Stress, including the physiological strain of lactation (specifically negative energy balance) or management changes such as the mixing of groups of cattle, is known to affect multiple physiological systems. Concurrent disease is another cause of increased physiological stress and has been found to be associated with an increased risk of abomasal ulceration (Braun et al, 1991b), and in particular the presence of bleeding or perforated ulcers (Palmer and Whitlock, 1983; Palmer and Whitlock, 1984). In times of stress, cortisol, pepsin and gastric acid secretion are increased and the secretion of prostaglandin is decreased. Prostaglandins act to protect the gastric mucosa as they stimulate epithelial cells to release more bicarbonate and mucus, they reduce the permeability of the gastric epithelium which reduces ‘back diffusion’ of gastric acids, and they are potent vasodilators, which allows the gastric mucosa to respond better to damage (Wallace, 2008). These stress-induced changes, therefore, result in reduced protection and increased erosive influences on the abomasal mucosa, which can result in the formation of ulcers.

Feeding is also an important factor as a sustained reduction in the pH of the abomasal contents can result in damage to the mucosal surface. High concentrate feeding, which results in the production of high volumes of volatile fatty acids that cannot all be absorbed by the rumen (and can themselves be associated with ruminitis (Rossi and Compiani, 2016)), results in overflow of these acids into the abomasum, decreasing its pH. Alongside this, the ruminal acidosis results in increased histamine production, which in turn increases abomasal acid secretion, further contributing to a decreased abomasal pH.

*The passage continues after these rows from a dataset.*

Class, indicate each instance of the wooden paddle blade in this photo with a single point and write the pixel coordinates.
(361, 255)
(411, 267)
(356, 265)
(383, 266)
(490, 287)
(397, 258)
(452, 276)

Various infectious agents have been suspected to contribute to the formation of abomasal ulcers in cattle including Clostridium perfringens, Campylobacter jejuni and Helicobacter spp., which have been implicated in contributing to the condition in humans and pigs (Friendship et al, 1999), as well as various fungal agents. None of these have, however, been conclusively linked to abomasal ulceration in either cows, bulls or calves (Hund et al, 2015), therefore any influence they do have is currently not undersood.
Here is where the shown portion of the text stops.